Diamond Light
Newsletter of the Aquarian Age Community
2014 No. 2
Index | Back Issues

The Healing Art of Forgiveness
and Reconciliation

Maria Calegari

May forgiveness on the part of all men be the keynote at this time.1

Man prays for forgiveness, yet fails to alter his manner of living. Man bewails his misfortune but does not abandon a single habit which brought him into his state of sorrow. Just praying for forgiveness has no meaning if it is not accompanied by reformation of life.2


At the opening of the 65th Annual UN DPI/NGO Conference this past August, Representative Mr. Gerald Casey, Founder of MBA’s Across America, had this to say about the intention and purpose of the NGOs (Non-Governmental Organizations) and the United Nations: “That program is nothing less than the spiritual healing of the world.” He went on to say that our common enemy is one of moral and spiritual slumber that has blinded us. “Our real task”, he said, “is to find the courage to forgive, and to love, and to heal the wounds within ourselves that might prevent us from becoming more perfect vessels.” He also asked that we “put spiritual awakening at the core” of all our activities.

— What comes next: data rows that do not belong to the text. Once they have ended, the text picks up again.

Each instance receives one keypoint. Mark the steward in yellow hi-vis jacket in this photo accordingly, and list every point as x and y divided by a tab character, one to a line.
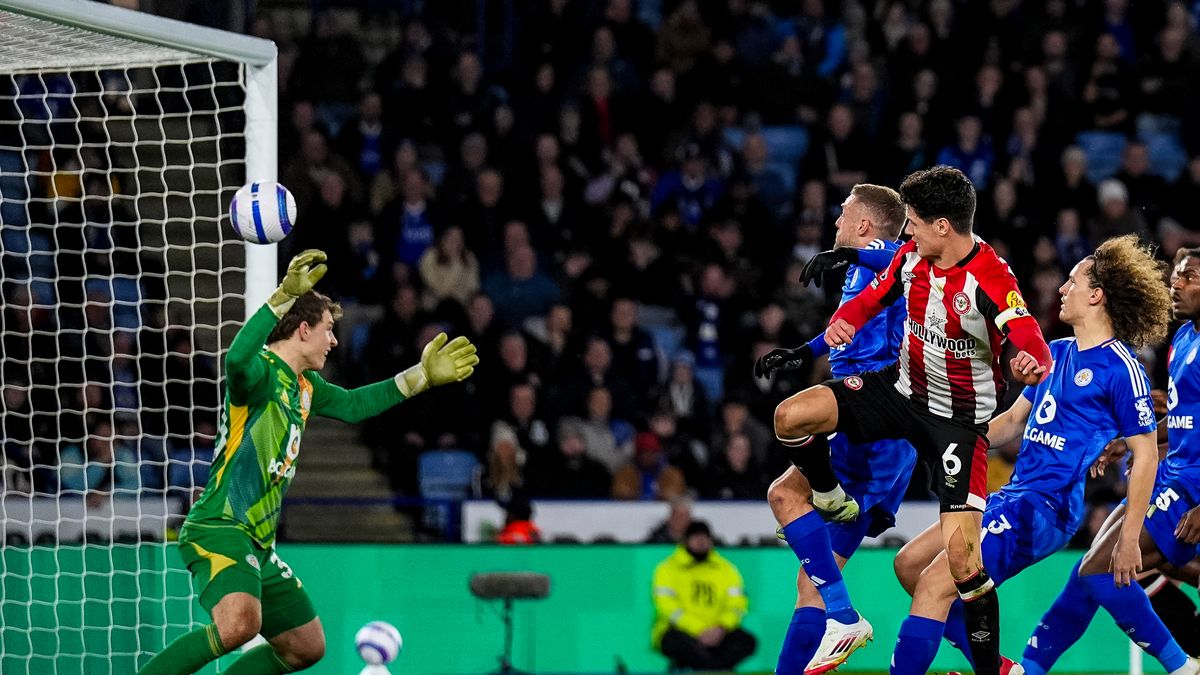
700	601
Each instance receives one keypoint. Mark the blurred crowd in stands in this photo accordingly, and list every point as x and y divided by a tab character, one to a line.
613	199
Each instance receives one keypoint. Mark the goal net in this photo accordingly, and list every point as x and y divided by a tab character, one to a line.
121	285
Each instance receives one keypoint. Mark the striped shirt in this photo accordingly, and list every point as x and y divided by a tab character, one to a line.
958	320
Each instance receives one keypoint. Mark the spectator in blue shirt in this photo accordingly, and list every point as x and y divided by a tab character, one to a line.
521	291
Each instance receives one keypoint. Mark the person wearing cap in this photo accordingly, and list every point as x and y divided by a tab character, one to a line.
700	601
1116	217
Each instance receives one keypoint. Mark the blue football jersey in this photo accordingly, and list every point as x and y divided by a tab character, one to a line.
877	344
1182	461
1089	398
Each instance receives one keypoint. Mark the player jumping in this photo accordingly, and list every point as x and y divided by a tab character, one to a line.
1097	390
1163	536
874	476
961	304
228	538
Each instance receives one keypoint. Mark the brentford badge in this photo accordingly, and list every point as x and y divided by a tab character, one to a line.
961	303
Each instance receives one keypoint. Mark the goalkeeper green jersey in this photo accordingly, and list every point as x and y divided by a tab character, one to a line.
267	406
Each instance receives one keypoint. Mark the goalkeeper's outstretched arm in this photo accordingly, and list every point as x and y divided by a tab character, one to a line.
245	371
443	360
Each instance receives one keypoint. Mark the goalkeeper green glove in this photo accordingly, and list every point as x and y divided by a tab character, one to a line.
441	364
300	278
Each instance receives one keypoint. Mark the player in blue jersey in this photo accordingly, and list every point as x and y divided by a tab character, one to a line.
1096	392
874	476
1146	537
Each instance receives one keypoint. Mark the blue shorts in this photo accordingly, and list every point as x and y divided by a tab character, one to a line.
876	475
1017	535
1168	503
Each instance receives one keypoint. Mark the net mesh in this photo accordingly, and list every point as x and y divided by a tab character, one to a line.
121	286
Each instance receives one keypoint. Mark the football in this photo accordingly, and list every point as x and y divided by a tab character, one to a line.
263	211
378	643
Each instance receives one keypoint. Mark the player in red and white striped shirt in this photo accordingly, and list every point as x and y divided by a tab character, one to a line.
963	304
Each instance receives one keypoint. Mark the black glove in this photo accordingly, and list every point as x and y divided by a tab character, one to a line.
827	261
781	359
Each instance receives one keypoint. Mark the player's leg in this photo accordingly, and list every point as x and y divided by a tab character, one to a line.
1176	609
802	424
807	535
805	629
1127	604
916	556
1068	617
958	458
228	587
294	634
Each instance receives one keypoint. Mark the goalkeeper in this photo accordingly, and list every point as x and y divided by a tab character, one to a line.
227	542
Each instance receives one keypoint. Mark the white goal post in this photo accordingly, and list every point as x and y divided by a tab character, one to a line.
123	138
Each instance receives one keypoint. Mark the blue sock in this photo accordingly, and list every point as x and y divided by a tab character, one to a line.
916	645
810	542
957	631
1061	626
801	643
1132	610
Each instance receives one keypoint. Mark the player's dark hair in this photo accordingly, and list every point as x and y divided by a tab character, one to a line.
1137	299
309	309
1193	252
941	191
885	205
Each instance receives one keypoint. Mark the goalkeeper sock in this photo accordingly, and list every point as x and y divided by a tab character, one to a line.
187	653
1176	610
259	661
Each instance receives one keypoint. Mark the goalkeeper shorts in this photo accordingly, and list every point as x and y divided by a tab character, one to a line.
226	560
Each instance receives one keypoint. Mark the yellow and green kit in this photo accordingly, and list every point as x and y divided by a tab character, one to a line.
228	538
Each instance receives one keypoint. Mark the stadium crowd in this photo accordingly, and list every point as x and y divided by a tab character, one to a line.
613	199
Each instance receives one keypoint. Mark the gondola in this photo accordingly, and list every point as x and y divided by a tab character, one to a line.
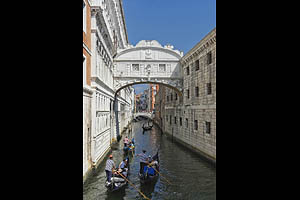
150	174
117	181
147	128
128	149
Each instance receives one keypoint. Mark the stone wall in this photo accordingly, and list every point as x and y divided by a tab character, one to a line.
192	122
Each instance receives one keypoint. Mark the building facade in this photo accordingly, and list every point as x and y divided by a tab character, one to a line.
105	112
87	91
191	120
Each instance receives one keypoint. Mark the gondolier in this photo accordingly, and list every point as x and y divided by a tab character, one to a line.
110	166
143	160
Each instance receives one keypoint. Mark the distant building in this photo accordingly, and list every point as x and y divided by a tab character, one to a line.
191	119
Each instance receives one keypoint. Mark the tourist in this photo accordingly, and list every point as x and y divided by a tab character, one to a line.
143	161
126	141
110	166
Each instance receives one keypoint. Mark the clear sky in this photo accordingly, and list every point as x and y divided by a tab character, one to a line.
181	23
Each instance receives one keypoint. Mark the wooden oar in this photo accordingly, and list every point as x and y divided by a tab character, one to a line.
161	175
133	186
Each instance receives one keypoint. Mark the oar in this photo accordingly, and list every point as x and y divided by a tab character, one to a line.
133	186
161	175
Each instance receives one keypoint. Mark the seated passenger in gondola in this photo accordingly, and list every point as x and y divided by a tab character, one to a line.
131	146
123	167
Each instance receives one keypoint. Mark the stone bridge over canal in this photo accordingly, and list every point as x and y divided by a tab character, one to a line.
148	62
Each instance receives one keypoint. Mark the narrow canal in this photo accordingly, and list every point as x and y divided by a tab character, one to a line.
191	177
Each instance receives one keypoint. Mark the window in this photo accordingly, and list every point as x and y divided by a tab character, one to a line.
162	67
207	127
208	85
84	71
209	58
135	67
197	91
84	17
196	125
196	65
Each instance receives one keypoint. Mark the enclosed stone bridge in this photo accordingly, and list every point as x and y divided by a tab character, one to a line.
148	62
143	114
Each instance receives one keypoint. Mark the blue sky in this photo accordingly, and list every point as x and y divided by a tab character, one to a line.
180	23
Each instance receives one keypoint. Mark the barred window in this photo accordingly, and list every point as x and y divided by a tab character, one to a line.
207	127
197	91
208	85
196	65
187	70
209	58
196	124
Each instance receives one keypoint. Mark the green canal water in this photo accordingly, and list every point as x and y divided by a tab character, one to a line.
191	177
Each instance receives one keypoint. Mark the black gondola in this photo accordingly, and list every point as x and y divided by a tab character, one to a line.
117	181
147	128
150	173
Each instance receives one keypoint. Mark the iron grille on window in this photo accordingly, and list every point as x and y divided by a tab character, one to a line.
208	88
207	127
187	70
196	124
197	91
196	65
209	58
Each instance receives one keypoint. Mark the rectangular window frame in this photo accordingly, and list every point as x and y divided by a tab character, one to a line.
207	127
209	58
84	17
84	71
161	67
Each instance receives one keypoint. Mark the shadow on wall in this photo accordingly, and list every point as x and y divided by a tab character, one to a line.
116	110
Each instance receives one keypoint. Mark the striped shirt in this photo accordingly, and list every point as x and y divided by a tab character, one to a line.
143	158
109	165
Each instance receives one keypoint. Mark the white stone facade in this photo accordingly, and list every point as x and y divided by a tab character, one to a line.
148	62
108	33
192	119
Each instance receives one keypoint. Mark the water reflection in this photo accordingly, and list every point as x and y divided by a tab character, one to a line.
191	177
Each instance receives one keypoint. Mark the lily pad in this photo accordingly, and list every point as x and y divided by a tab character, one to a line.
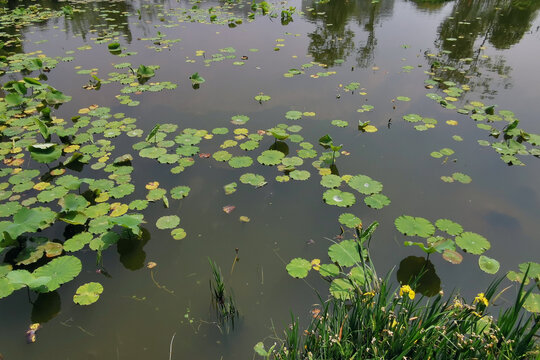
414	226
299	174
331	181
349	220
88	293
270	157
489	265
180	192
377	201
60	270
298	268
345	253
448	226
341	289
365	185
339	198
472	243
240	162
167	222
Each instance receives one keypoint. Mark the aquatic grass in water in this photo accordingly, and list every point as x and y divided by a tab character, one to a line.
223	302
368	319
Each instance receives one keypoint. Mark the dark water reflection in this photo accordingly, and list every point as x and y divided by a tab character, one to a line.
140	310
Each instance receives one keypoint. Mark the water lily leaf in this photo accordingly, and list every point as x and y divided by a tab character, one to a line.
45	153
329	270
338	198
60	270
298	268
293	115
73	202
252	179
299	174
180	192
167	222
532	303
270	157
239	119
331	181
365	185
341	289
222	155
377	201
452	256
489	265
88	293
462	178
472	243
345	253
240	162
78	241
349	220
178	234
412	226
448	226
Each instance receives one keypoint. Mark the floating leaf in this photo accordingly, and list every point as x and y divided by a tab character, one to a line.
412	226
365	185
60	270
448	226
349	220
240	162
167	222
341	289
377	201
339	198
88	293
270	157
472	243
298	268
489	265
345	253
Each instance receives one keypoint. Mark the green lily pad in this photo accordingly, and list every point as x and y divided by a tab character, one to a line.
240	162
45	153
462	178
180	192
60	270
341	289
377	201
448	226
329	270
349	220
489	265
88	293
345	253
293	115
298	268
178	234
167	222
472	243
239	119
365	185
414	226
339	198
299	174
222	155
532	303
270	157
331	181
252	179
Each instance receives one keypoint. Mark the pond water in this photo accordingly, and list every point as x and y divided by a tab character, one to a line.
329	61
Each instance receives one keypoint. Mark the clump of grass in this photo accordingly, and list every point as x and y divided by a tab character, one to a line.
223	302
378	321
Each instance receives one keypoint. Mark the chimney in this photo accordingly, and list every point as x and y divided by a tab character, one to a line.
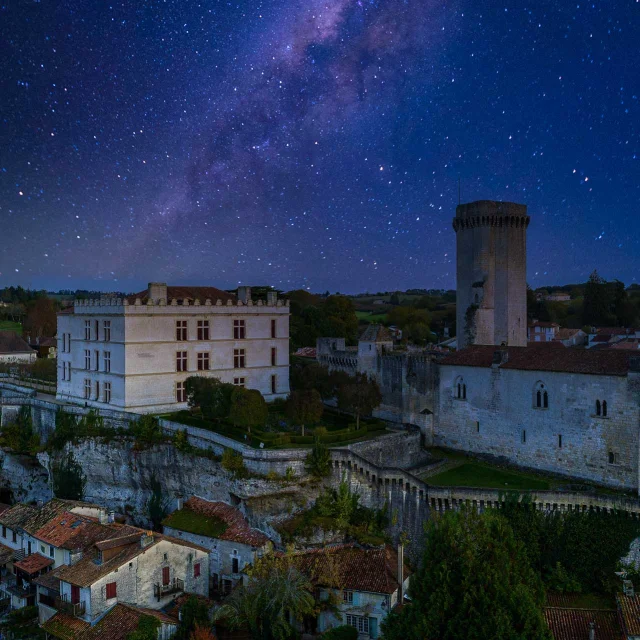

We know from the Ancient Wisdom teachings and from the life of the Master Jesus that true forgiveness is an act of love and sacrifice. Forgiveness is a state of grace. It is a choice of the soul aligned personality to recognize with understanding and compassion the ignorance of past mistakes and Karma. This choice allows for a new pattern of right relationship and reconciliation to occur. The word forgiveness could be hyphenated as for-giveness-sake, for we know that as our spiritual perception expands, we will recognize that the nature of the group soul—that is Humanity, is to give freely and to serve. It is interesting to note that the meaning of the word reconcile is “to bring into harmony.” Truly, we cannot live the life of discipleship without reflecting on the healing art of forgiveness and then taking the next step towards the handshake of reconciliation and brotherhood.

Right forgiveness does not mean to condone; and, with this in mind we can acknowledge with gratitude the work being done within The Office of the United Nations High Commissioner for Human Rights (OHCHR), where it is clearly stipulated that the objective of justice is not “judgment.”  In Alice A. Bailey’s book “From Bethlehem to Calvary” (p. 216), she writes, “Justice can be forgiveness when the facts of the case are rightly understood and in the demand of the crucified Saviour we have the recognition of the Law of Justice and not that of retribution, in which the whole world stands aghast.”  She also states that forgiveness as the ultimate sacrifice is “the very essence of life itself” and that “forgiveness is the result of life.” (p. 215)  These are hard truths for the western mind to grasp; however, as we move through forgiveness, we are paving the way for the indwelling Christ—the indwelling Love-Wisdom of the Soul to manifest.

In his book The Wisdom of Forgiveness co-authored with Victor Chan, H. H. The Dalai Lama writes that to him the reality of life is like Indra’s Net of Ancient Mythology. The universe is looked upon as one enormous net of interconnected strands. At each juncture there is a diamond that reflects and has an effect on all the other diamonds. Nothing exists independently.  Therefore, love, forgiveness and compassion must be cultivated.

The International Institute for Democracy and Electoral Assistance (IDEA) published The United Nations Reconciliation after Violent Conflict Handbook in 2003. The foreword had this to say: “There is no handy roadmap for reconciliation. There is no shortcut or simple prescription for healing the wounds and divisions of a society in the aftermath of sustained violence. Creating trust and understanding between former enemies is a supremely difficult challenge. It is, however, an essential one to address in the process of building a lasting peace.  Examining the painful past, acknowledging it, and understanding it and above all transcending it together, is the best way to guarantee it does not—and cannot—happen again.”

As in the words of the great Initiate St. Paul, “Forgetting the things of the past; press forward.”  The healing art of forgiveness and reconciliation allows us to do this and to “Restore the Plan on Earth.” 


1 Master Djwhal Khul in The Externalisation of the Hierarchy by Alice A. Bailey, Copyright Renewed © 1985 by Lucis Trust, p. 165.
2 Aum, par. 47 Agni Yoga Society, NY.
From Bethlehem to Calvary by Alice A. Bailey,  Copyright Renewed © 1965 by Lucis Trust, pp 215-216.
4 The Wisdom of Forgiveness by H. H. The Dalai Lama and Victor Chan, Riverhead Trade, 2005, p 108.